You remind me of the old abandoned quarry that was turned into a reservoir. We were lethargic lovers, I dreamt of picnics over the board-walk, the swans begging and always somewhere between a deified species; and clumsy birds that scare the **** out of us. A film-still moment at best, I lay still as you inspected your vanity, and then kissed me to pin me to the bed.
You remind me of the guilty taste of beer, as I find myself all alone again. There was once a time that we flourished in the cemetery, but now that's long-passed, and we're cynical fools again. You remind of cats out at midnight, of early-hour lorries delivering food in the dawn. More so you remind me of bus-stops, of always waiting for the signal, but never getting on.
You remind me of a circumstantial meeting. One born out of interest for the other. In some ways formal, in most ways desire, my jaw is still hanging from the moment that you left. I miss that feeling of your speech pattern, as it lingered in well-spoken tones, I miss the heat of the sunlight; and now I feel like a shattering of bones. Forgive the rhyme, it escaped me, as I cover up disappointment.
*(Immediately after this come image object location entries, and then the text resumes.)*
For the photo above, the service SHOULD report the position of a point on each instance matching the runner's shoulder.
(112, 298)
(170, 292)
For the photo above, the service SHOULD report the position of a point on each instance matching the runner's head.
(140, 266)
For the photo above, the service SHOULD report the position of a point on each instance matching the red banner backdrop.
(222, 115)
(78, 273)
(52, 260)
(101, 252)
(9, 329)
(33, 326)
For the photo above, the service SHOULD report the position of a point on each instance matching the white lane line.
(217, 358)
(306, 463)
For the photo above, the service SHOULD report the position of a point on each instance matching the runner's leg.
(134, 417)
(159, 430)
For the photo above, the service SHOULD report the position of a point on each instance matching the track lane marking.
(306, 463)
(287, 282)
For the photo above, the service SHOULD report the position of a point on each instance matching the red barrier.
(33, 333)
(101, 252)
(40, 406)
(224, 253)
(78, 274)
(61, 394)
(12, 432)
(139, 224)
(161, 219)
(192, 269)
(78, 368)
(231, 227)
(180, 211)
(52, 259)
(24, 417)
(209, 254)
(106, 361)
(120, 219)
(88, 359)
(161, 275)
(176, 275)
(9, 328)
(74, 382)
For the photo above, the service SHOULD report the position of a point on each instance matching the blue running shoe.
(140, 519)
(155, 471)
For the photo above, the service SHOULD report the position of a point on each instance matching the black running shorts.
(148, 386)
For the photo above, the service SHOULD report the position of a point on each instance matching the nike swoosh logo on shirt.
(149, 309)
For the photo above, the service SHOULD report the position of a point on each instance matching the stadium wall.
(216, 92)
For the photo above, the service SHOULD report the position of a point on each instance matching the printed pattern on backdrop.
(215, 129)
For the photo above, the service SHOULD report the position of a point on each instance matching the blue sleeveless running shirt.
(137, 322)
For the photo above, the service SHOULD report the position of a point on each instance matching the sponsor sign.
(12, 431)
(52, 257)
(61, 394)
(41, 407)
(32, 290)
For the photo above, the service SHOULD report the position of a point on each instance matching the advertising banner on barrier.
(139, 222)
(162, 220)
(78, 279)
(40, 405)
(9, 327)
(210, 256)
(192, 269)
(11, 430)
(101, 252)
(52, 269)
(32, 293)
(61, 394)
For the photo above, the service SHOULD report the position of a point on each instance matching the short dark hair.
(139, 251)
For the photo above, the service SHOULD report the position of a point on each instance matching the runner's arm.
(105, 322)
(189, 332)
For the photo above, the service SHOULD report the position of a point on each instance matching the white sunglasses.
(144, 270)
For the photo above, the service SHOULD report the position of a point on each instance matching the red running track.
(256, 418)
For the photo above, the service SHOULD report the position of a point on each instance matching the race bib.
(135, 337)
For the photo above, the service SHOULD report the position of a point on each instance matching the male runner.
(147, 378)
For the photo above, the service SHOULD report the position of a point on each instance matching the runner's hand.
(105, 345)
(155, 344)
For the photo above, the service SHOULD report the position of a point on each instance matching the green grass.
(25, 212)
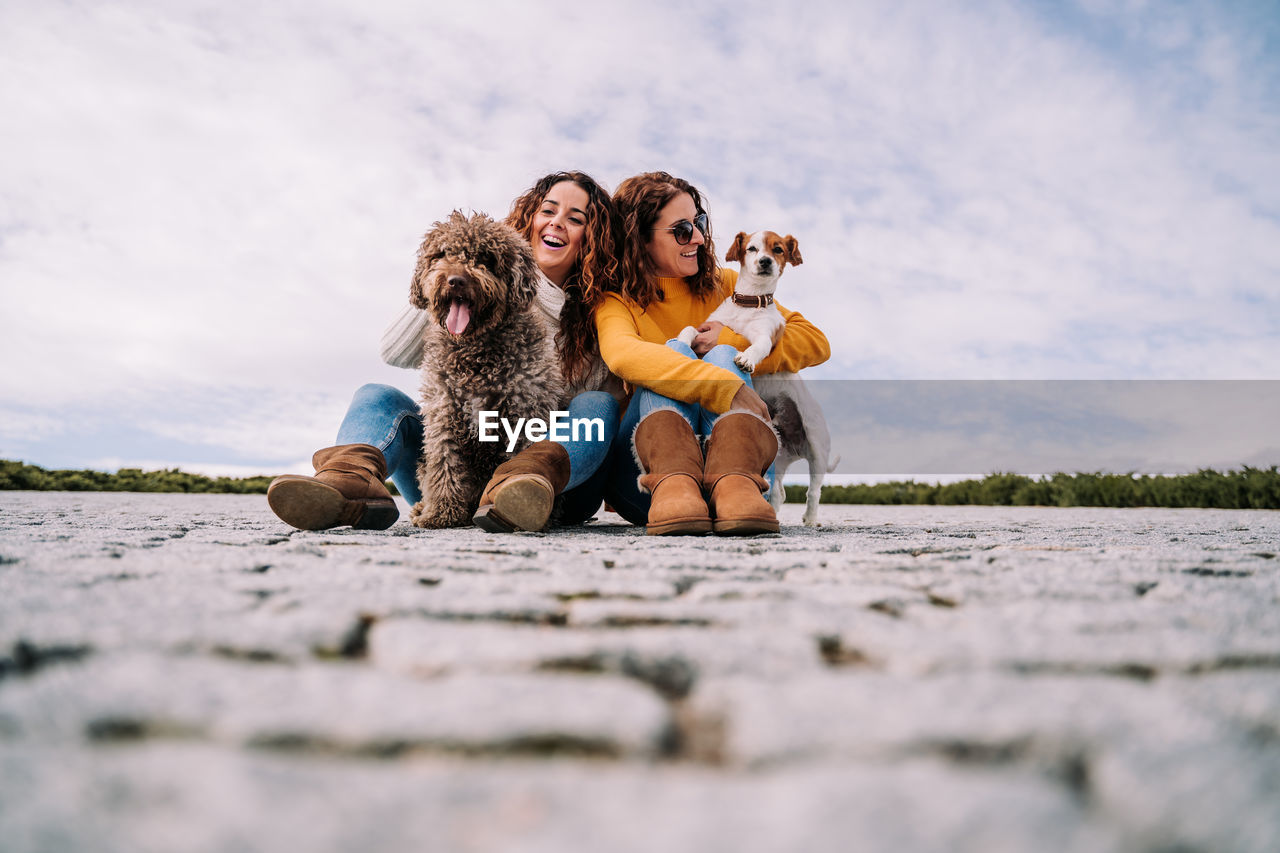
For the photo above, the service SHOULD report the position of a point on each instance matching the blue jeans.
(622, 491)
(388, 419)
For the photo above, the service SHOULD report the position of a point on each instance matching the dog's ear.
(792, 250)
(417, 287)
(525, 274)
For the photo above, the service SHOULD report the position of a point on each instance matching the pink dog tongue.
(460, 314)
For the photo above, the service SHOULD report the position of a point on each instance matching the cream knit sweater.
(402, 341)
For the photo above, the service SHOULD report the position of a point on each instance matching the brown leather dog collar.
(762, 300)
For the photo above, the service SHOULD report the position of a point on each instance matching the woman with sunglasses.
(667, 279)
(570, 223)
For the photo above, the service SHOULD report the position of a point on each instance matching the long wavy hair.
(639, 200)
(597, 265)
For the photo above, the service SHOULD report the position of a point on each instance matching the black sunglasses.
(684, 229)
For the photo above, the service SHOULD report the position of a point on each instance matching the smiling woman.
(567, 218)
(670, 279)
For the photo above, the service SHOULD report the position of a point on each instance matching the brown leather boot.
(739, 451)
(522, 489)
(671, 461)
(348, 488)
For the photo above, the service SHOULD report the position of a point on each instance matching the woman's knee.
(379, 395)
(682, 349)
(594, 404)
(721, 355)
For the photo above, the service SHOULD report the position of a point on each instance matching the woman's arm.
(656, 366)
(402, 341)
(801, 345)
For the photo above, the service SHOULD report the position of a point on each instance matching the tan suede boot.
(671, 461)
(348, 488)
(739, 451)
(522, 489)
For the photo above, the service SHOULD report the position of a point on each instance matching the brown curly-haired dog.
(484, 352)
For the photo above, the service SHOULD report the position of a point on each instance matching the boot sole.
(517, 505)
(309, 505)
(679, 528)
(744, 527)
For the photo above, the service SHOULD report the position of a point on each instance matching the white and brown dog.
(750, 311)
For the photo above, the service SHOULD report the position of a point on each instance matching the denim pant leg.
(722, 356)
(622, 489)
(388, 419)
(588, 455)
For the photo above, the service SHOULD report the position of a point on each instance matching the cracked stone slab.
(197, 797)
(336, 707)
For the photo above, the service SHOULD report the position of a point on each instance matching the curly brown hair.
(639, 200)
(595, 268)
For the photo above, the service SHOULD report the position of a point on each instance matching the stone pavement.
(184, 673)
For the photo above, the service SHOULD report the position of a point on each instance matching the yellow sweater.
(634, 343)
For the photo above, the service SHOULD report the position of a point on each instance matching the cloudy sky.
(209, 211)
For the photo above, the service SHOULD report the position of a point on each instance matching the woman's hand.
(748, 400)
(707, 337)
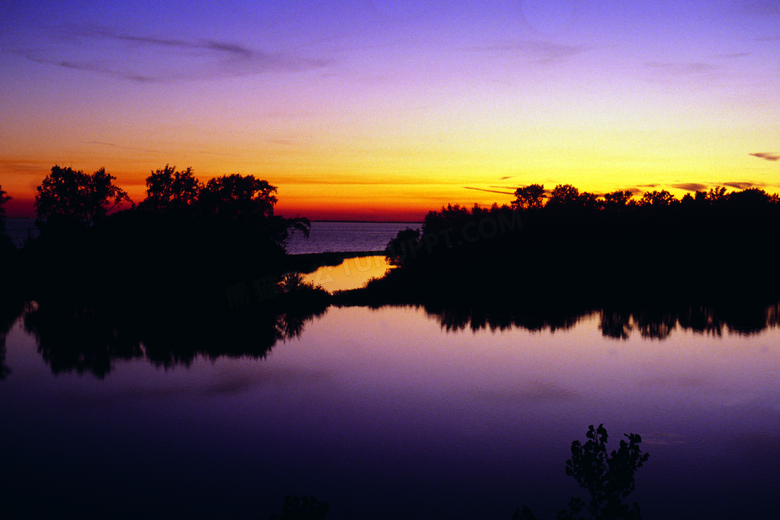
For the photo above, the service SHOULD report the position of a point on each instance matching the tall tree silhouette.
(171, 191)
(607, 477)
(529, 197)
(77, 197)
(238, 197)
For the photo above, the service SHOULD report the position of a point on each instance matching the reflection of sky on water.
(352, 273)
(383, 409)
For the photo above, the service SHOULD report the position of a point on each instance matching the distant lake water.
(346, 237)
(324, 236)
(390, 413)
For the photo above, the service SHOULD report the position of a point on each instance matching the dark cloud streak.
(490, 191)
(128, 57)
(769, 156)
(542, 52)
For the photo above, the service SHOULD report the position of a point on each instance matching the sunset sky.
(385, 109)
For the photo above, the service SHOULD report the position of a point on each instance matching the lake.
(395, 412)
(390, 413)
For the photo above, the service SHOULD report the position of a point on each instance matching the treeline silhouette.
(615, 322)
(193, 270)
(184, 245)
(570, 248)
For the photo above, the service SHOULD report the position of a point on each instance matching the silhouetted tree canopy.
(657, 198)
(238, 197)
(171, 191)
(77, 197)
(405, 243)
(607, 477)
(529, 197)
(564, 195)
(589, 248)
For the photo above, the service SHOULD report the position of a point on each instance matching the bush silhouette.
(607, 477)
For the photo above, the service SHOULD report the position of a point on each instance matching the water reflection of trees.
(9, 312)
(651, 322)
(91, 340)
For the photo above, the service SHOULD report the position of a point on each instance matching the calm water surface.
(386, 414)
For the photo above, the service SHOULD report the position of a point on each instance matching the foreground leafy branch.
(607, 477)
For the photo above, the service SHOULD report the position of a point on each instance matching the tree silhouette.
(529, 197)
(6, 244)
(77, 197)
(657, 198)
(171, 191)
(405, 244)
(238, 198)
(564, 195)
(617, 199)
(607, 477)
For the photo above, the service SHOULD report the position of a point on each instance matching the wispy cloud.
(682, 68)
(539, 51)
(741, 185)
(769, 156)
(151, 59)
(690, 186)
(490, 191)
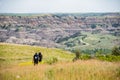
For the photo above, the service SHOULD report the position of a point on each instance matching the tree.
(116, 51)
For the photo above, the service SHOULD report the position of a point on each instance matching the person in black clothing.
(40, 56)
(35, 58)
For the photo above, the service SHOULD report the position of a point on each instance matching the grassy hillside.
(16, 64)
(14, 53)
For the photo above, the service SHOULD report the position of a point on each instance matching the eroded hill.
(61, 30)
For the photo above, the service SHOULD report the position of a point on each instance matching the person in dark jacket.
(35, 59)
(40, 56)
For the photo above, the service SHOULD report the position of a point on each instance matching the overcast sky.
(59, 6)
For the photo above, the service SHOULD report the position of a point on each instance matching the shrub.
(77, 54)
(116, 51)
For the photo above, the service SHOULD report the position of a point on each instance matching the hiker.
(40, 56)
(35, 58)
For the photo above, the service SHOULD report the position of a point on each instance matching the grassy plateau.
(16, 64)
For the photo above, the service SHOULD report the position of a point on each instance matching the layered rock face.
(46, 30)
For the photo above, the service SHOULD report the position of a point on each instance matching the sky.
(59, 6)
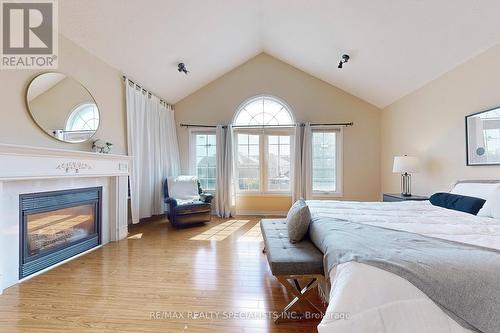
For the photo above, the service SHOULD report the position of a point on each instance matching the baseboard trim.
(261, 212)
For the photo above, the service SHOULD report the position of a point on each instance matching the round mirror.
(62, 107)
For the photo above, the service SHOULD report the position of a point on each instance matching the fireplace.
(58, 225)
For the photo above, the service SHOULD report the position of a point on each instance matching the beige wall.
(311, 100)
(430, 124)
(103, 82)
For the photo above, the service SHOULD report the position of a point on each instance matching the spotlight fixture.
(181, 67)
(345, 59)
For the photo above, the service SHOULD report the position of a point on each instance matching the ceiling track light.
(181, 67)
(345, 59)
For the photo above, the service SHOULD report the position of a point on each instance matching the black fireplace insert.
(57, 225)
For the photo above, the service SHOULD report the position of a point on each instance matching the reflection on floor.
(221, 231)
(160, 281)
(252, 235)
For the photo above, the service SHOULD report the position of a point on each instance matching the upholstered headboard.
(475, 188)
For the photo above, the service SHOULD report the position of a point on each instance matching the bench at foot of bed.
(290, 262)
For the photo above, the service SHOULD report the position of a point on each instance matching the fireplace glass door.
(58, 225)
(54, 229)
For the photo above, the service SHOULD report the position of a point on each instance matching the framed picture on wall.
(483, 137)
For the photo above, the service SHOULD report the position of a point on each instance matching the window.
(326, 161)
(264, 153)
(278, 162)
(263, 110)
(203, 159)
(84, 117)
(248, 162)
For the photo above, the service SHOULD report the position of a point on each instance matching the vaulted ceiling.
(395, 46)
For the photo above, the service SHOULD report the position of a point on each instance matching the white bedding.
(379, 301)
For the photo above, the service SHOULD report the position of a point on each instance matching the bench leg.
(299, 293)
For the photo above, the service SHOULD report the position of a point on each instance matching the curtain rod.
(268, 126)
(149, 92)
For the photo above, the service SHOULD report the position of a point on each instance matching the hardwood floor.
(136, 284)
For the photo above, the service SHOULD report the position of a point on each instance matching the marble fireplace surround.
(25, 169)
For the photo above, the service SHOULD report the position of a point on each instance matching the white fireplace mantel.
(25, 169)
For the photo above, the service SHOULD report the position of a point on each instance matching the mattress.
(366, 299)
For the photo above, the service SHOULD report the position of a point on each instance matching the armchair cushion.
(186, 204)
(183, 187)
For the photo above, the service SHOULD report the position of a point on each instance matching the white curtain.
(152, 142)
(297, 189)
(306, 165)
(224, 197)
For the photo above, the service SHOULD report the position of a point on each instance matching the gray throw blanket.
(462, 279)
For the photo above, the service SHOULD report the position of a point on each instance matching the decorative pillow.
(461, 203)
(298, 220)
(491, 207)
(476, 190)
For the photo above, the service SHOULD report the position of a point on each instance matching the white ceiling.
(396, 46)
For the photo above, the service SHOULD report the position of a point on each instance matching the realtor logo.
(29, 34)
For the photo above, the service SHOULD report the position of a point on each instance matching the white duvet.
(371, 300)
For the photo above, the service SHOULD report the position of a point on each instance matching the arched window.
(263, 111)
(84, 117)
(263, 163)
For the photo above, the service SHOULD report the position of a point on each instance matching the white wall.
(103, 82)
(310, 99)
(430, 123)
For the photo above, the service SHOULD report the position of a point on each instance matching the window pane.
(264, 111)
(324, 161)
(205, 160)
(248, 162)
(278, 168)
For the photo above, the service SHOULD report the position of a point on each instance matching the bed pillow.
(461, 203)
(298, 220)
(476, 190)
(491, 207)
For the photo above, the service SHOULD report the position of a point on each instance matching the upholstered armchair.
(186, 204)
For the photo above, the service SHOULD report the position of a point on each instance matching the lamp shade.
(406, 164)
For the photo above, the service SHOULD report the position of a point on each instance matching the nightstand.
(392, 197)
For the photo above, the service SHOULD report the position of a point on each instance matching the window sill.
(320, 196)
(263, 194)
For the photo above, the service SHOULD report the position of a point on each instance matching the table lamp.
(406, 165)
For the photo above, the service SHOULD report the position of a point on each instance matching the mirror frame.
(467, 145)
(39, 126)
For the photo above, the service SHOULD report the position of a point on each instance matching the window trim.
(263, 159)
(339, 162)
(192, 152)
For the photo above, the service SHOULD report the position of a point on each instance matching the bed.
(364, 298)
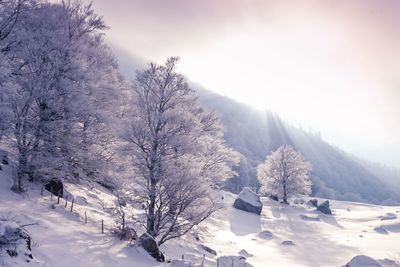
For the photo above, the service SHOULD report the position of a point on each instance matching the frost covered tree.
(285, 173)
(63, 88)
(177, 150)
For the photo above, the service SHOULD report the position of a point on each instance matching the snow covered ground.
(62, 239)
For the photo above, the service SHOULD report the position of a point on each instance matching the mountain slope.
(61, 238)
(336, 174)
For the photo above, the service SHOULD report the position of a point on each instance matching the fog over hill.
(336, 174)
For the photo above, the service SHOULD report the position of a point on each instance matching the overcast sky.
(333, 66)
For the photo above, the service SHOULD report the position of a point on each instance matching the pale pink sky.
(333, 66)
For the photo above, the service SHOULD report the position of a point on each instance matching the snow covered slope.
(62, 239)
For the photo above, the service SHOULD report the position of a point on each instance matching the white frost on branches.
(285, 173)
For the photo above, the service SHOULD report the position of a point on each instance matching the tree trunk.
(284, 192)
(22, 162)
(151, 211)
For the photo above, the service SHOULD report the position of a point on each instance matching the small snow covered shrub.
(14, 241)
(285, 173)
I'm not quite sure what I'm disappointed about, but it's there all the same inside.
You remind me of poetry in vivo, the way that you just pour from my mind. A silly fit of nothing-at-alls, but simultaneously offering up my life. I think that your face fits like a portrait, the archetype I have long placed in my mind of what I believed love would look like. Then you walked through the door. My eyes are too swollen from tears to really take everything in, but I see you all the same. It's as if I've been seeing this my whole life.